BIM offers important advantages for facilities management. Let’s take a look at what BIM can do for your facility, and importantly, how it can save you money.
BIM Creates Greater Communication
BIM allows architects, designers, and building managers to see, and plan out, construction and modifications. It’s allows this both before and after the building has been completed, creating opportunities for optimization and innovation at every point in the process.
Modern building construction involves a wide array of specialized trades and industries. BIM provides a centralized, uniform information-sharing platform. It makes it easier for everyone to communicate more effectively and work in more collaborative ways.
How Can BIM Help With Facilities Management?
BIM is an especially powerful tool for facility managers. It provides a greater degree of visibility into the building as a whole, and into how its various systems are laid out and functioning. Ideally, BIM will be integrated with “smart building” technology that provides real-time monitoring and data for these systems. It has the capability to be constantly updating the model, and to grant immediate visibility into issues as soon as they appear.

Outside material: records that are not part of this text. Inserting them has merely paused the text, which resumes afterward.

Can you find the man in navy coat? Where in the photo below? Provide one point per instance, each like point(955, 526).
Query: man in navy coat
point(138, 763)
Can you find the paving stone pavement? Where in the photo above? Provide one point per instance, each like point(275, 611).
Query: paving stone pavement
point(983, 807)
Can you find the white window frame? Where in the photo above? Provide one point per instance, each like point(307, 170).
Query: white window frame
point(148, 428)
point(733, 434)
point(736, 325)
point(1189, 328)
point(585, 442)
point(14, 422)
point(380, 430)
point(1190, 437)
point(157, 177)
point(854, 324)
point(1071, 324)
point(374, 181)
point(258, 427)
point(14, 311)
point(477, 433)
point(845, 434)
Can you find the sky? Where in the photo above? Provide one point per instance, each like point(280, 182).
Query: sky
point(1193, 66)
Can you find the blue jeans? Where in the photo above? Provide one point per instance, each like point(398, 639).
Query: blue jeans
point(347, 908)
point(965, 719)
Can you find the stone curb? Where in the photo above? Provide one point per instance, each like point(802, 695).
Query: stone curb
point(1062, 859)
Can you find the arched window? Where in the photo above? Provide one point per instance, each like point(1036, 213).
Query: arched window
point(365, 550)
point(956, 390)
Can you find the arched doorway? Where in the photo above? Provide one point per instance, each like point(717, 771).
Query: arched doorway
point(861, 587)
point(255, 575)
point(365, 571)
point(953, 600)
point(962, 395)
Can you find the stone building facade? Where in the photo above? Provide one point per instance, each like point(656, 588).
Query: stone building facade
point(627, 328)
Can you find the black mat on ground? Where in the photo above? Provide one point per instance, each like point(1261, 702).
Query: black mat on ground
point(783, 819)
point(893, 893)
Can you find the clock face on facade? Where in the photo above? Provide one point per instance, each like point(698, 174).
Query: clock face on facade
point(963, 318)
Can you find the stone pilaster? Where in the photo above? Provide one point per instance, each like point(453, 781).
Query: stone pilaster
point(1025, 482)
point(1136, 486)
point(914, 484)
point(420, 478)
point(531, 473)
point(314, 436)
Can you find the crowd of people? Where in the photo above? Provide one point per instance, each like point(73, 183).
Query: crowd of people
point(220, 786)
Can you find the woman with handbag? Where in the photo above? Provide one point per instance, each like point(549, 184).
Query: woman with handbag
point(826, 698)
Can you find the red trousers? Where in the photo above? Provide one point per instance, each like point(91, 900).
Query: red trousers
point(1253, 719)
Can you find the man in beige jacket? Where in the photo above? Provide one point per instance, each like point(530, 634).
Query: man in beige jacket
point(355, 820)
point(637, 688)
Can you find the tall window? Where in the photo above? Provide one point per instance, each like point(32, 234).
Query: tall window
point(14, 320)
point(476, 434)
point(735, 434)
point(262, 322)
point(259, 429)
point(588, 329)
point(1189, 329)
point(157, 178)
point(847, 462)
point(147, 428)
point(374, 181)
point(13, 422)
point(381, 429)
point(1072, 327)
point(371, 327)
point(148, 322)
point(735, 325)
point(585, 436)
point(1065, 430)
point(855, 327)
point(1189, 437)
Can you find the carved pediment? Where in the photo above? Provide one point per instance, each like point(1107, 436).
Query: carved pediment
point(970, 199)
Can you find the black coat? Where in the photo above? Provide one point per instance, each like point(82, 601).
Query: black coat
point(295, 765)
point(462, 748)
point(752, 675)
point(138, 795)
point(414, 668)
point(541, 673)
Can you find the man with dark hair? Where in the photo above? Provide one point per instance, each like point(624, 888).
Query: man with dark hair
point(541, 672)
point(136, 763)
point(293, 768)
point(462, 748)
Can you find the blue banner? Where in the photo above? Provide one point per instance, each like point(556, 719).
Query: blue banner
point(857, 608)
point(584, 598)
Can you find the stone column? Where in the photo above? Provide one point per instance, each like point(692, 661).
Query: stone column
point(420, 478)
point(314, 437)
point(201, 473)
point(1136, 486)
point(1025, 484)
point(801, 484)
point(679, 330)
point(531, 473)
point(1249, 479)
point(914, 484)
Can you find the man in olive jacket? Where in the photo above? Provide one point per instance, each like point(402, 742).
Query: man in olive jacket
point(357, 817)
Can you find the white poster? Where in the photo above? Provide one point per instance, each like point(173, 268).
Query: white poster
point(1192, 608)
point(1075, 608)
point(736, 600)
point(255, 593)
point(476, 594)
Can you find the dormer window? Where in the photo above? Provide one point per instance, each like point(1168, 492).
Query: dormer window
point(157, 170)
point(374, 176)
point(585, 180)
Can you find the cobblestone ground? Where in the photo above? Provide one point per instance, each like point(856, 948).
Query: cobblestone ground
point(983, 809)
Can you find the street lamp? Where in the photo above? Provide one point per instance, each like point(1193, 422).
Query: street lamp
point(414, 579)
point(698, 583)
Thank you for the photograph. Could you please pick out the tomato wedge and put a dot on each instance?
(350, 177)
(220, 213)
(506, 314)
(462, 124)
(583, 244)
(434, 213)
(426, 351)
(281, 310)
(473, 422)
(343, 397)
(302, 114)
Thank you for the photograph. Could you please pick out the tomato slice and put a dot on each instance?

By analyzing and addressing information provided by the model, facility managers can immediately take steps to address issues that affect security, energy efficiency, temperature; along with any other facet of the building’s function, safety, or comfort level.
Using BIM on a cloud-hosted platform gives contractors, owners, remote workers, and anyone else not on-site awareness and data about these issues, without requiring them to travel to the building location for a physical inspection.
How BIM Saves Money
BIM provides the most value for its users during construction, when various contractors are at work on the building. BIM helps realize the greatest potential savings by creating more opportunities for collaborating, eliminating redundancies and incompatibilities, and resolving problems faster.
As an added benefit, BIM can help organizations save money through the entire length of a building’s life. It does this by making it possible for management to identify problems earlier on, providing a way to plan out changes that takes all the building’s systems and components into account. This reduces the chance of making costly errors during the process of remodeling, and creates more opportunities to identify inefficiencies so they can be addressed.
BIM for the Win
It’s clear that BIM has a number of significant advantages that increase efficiency, ease communications, and save money. With its further incorporation into new, “smart building” construction, BIM promises to become a powerful, even essential, tool for a facilities management team.